Females find males by phonotaxis and if willing to mate with the singing male (Fig. 7), they produce isolated impulses. In the resulting male–female duet, the female stridulates only after the male after–clicks (ending part of “B” syllable), with a latency of 13–34 ms (mean±SD: 25.66±6.42, n=12 responses from 3 females) (Fig. 25).
Distribution and ecology
Isophya dochia sp. n. populates mesophytic subalpine meadows at about 1600–1900 m, in Ceahlău Mountain Massif, Eastern Carpathians (Fig. 11). The specimens were collected from leaves of Urtica, Rubus, Veratrum, Rumex, Aconitum, Vaccinium, Hypericum, Stachys, Junniperus etc. Few other bush–crickets and grasshoppers were found occurring simpatrically with the new species: Metrioptera bicolor (Philippi), Metrioptera brachyptera (Linnaeus), Pholidoptera transsylvanica (Fischer), Miramella ebneri (Galvagni), Euthystira brachyptera (Ocskay), Myrmeleotettix maculatus (Thunberg), Chorthippus biguttulus (Linnaeus), Chorthippus parallelus (Zetterstedt) etc. The bush–cricket Isophya dochia sp. n. has the same phenology as other subalpine Isophya species: female lays her eggs isolated in holes bitten in broad leaves of Urtica, Rubus etc. Eggs pass the winter in the litter and larvae hatch in late spring, after the snow melts in the high mountains. Depending on weather, first adults exuviate in late June and live up to August.

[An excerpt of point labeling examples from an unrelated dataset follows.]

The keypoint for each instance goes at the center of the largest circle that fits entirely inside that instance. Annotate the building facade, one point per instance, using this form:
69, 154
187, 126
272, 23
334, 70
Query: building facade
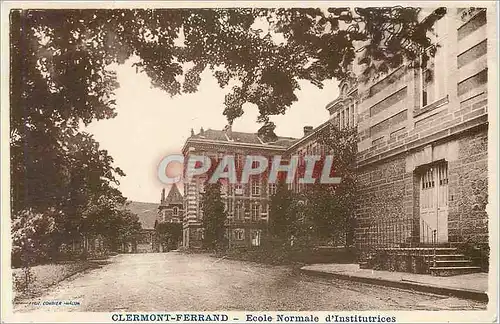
247, 205
422, 153
170, 210
422, 147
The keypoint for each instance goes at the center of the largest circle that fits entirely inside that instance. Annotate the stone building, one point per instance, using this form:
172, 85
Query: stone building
170, 210
171, 206
422, 152
422, 155
246, 204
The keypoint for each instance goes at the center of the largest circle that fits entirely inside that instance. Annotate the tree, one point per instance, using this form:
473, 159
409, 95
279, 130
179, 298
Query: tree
331, 207
214, 217
61, 77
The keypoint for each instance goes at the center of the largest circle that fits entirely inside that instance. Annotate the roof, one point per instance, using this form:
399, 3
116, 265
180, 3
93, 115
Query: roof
174, 196
147, 212
241, 137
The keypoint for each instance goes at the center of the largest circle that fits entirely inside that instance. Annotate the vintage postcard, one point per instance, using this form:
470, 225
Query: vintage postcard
278, 162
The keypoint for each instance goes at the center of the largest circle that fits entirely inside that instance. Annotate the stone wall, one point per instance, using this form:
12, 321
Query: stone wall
468, 195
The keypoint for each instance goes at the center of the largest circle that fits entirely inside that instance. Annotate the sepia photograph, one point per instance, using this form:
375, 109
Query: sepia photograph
249, 162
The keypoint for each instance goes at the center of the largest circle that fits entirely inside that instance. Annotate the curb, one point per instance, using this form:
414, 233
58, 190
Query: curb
447, 291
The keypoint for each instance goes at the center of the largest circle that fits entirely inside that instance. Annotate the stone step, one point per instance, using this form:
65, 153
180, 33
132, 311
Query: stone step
453, 271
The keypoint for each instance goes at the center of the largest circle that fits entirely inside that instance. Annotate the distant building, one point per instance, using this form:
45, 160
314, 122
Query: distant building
247, 205
147, 213
422, 153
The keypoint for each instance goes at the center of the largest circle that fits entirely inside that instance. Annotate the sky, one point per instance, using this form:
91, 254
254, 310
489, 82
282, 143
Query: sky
150, 124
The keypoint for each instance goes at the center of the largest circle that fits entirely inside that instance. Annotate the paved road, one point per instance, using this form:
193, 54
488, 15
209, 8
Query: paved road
174, 281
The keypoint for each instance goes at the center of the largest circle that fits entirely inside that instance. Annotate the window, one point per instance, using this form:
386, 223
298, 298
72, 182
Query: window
255, 212
229, 207
272, 189
255, 187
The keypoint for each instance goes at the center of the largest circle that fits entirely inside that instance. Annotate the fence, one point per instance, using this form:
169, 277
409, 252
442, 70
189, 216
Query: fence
394, 233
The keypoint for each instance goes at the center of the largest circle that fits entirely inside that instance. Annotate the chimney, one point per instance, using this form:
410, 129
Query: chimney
307, 130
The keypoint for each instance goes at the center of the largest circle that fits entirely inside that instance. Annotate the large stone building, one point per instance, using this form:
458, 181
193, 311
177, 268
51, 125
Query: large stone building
246, 204
422, 150
422, 153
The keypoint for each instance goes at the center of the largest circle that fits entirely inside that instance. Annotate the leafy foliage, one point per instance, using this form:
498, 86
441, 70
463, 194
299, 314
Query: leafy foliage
169, 234
214, 217
322, 210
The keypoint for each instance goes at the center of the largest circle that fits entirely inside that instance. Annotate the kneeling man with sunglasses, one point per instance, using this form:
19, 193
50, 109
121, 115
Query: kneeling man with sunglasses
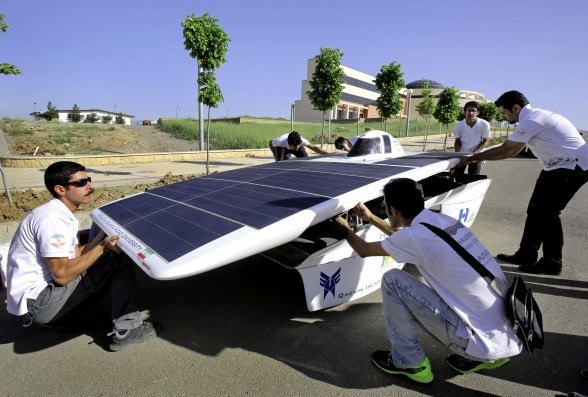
51, 278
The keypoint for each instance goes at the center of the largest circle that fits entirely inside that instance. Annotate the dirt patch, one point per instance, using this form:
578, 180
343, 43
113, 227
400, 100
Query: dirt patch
25, 201
57, 139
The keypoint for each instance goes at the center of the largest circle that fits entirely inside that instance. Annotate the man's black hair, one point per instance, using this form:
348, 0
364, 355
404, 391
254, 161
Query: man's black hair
406, 196
294, 138
339, 142
472, 104
59, 173
511, 98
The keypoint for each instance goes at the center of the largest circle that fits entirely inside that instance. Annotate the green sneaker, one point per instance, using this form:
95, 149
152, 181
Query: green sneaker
421, 373
462, 365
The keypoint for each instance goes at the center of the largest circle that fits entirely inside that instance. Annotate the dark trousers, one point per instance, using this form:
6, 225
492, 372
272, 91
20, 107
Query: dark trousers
553, 191
286, 153
111, 274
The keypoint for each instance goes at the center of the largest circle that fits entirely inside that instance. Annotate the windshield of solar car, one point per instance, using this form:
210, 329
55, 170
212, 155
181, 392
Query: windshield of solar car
365, 146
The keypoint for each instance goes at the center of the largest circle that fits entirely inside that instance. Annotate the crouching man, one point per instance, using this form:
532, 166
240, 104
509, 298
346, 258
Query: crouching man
458, 307
50, 276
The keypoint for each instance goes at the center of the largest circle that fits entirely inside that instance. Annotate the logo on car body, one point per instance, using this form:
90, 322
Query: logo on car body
329, 282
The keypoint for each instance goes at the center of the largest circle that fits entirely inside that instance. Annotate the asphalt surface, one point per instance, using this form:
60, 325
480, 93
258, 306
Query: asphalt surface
243, 330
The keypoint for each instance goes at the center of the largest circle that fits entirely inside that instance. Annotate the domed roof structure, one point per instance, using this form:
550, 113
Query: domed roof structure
421, 84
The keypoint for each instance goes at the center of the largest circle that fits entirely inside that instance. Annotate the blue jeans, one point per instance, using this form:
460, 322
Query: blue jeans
408, 302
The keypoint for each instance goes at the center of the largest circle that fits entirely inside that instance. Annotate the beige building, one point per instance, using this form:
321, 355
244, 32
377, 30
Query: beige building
359, 95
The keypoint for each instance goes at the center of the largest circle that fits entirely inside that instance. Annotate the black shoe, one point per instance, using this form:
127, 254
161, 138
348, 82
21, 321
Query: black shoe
518, 258
421, 373
462, 365
124, 338
543, 266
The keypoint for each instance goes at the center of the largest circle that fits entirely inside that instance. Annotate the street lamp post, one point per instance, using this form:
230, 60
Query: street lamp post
408, 111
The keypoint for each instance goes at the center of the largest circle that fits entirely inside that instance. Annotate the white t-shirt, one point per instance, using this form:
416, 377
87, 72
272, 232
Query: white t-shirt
457, 283
552, 138
282, 141
470, 137
49, 231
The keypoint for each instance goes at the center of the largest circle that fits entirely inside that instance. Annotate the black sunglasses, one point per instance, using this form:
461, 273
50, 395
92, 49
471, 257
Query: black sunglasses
79, 182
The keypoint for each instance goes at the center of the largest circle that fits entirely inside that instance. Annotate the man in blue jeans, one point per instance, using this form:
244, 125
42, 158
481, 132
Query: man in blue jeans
51, 276
458, 307
563, 153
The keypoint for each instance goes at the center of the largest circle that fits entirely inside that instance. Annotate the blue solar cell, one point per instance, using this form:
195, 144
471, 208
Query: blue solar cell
419, 160
255, 205
179, 229
318, 183
134, 207
352, 170
176, 219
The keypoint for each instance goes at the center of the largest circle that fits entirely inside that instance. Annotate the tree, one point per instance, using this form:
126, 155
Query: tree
210, 95
51, 112
389, 82
75, 115
426, 109
119, 119
447, 109
327, 82
91, 118
6, 68
208, 44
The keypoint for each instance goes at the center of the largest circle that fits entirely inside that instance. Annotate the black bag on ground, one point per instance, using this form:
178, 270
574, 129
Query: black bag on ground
524, 314
521, 309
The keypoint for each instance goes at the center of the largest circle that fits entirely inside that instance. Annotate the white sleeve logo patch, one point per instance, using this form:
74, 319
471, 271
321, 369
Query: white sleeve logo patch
57, 240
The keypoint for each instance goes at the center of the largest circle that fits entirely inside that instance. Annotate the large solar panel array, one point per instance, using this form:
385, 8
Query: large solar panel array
176, 219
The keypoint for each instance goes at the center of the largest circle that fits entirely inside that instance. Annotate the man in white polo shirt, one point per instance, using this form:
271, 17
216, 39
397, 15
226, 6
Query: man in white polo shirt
286, 145
50, 275
458, 307
471, 136
563, 153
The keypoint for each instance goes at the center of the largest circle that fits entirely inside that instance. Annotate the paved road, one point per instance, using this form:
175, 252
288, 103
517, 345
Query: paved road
243, 330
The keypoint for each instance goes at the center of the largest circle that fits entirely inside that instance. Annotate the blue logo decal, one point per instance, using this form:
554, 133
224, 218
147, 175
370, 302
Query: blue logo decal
463, 215
329, 283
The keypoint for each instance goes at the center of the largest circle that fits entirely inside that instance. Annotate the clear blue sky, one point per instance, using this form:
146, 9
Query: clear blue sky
130, 54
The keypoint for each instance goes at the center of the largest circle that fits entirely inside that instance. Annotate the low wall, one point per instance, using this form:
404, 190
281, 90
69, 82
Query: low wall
106, 159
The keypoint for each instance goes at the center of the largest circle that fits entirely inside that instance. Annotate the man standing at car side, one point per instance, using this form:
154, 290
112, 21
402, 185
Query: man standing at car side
563, 153
471, 136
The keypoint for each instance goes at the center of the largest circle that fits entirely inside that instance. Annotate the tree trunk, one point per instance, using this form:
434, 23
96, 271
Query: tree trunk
323, 129
208, 142
427, 124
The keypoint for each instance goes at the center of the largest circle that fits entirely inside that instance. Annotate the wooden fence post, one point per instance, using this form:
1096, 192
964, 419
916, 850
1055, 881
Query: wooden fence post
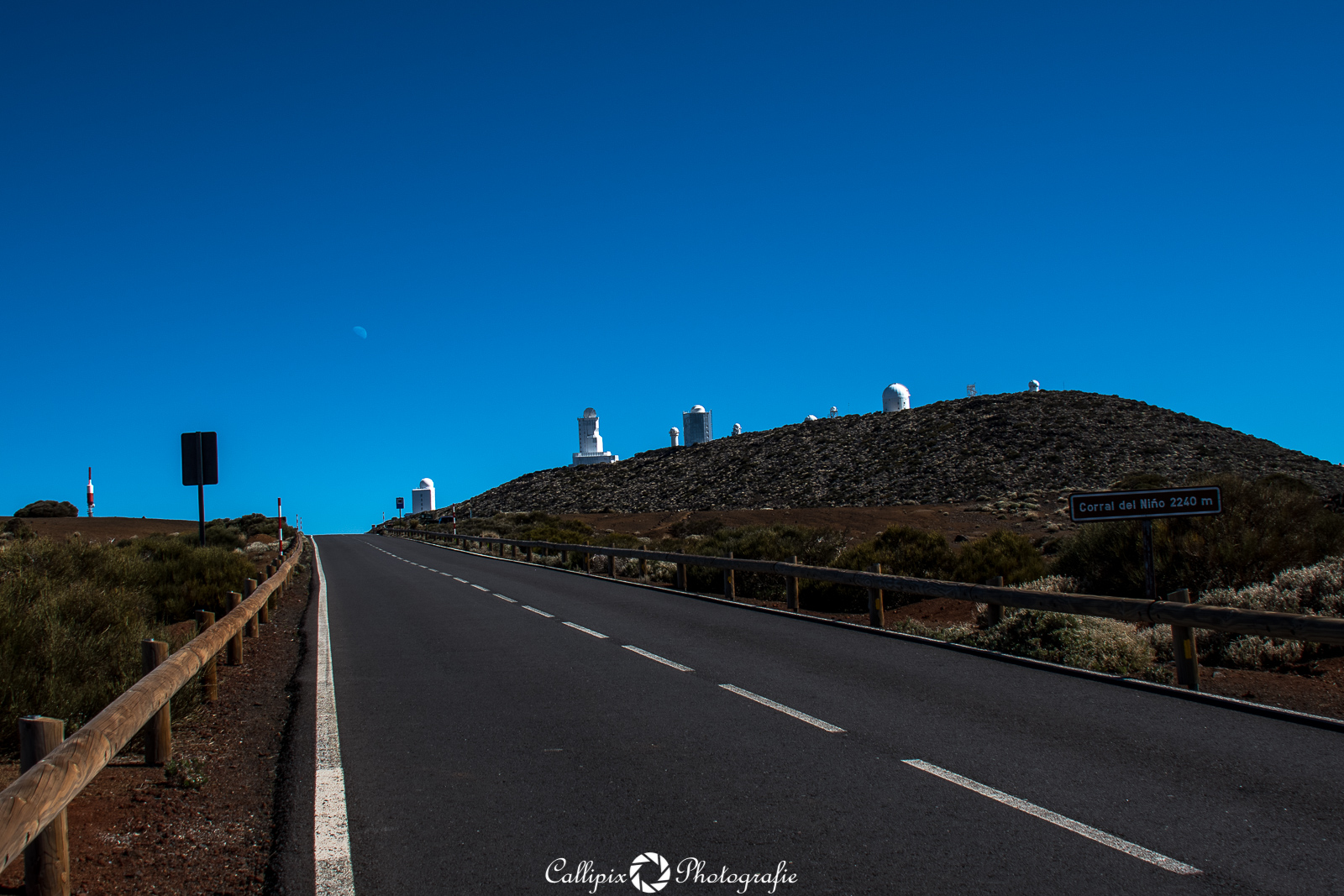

A noun in apposition; from the name of Dochia, a Romanian legendary female character based on an earlier deity of land and agriculture from the Dacian pantheon, and that of the eponymous rock in Ceahlău Mountains.
(see Appendix 5: Isophya harzi, Appendix 6: Isophya camptoxypha, Appendix 7: Isophya ciucasi, Appendix 8: Isophya sicula, Appendix 9: Isophya nagyi).
Discovery of the bush–cricket Isophya dochia sp. n. is surprising, especially as it is a morphological cryptic species closely related to Isophya camptoxypha. Some other recently described species, Isophya ciucasi, Isophya nagyi and Isophya sicula, show high resemblance in morphology, while Isophya harzi Kis has a similar calling song (Figs 26–37). The song of these six species can be readily distinguished as syllables grouped in short sequences (Isophya dochia sp. n. and Isophya harzi) or arranged in series (Isophya camptoxypha, Isophya ciucasi, Isophya nagyi and Isophya sicula).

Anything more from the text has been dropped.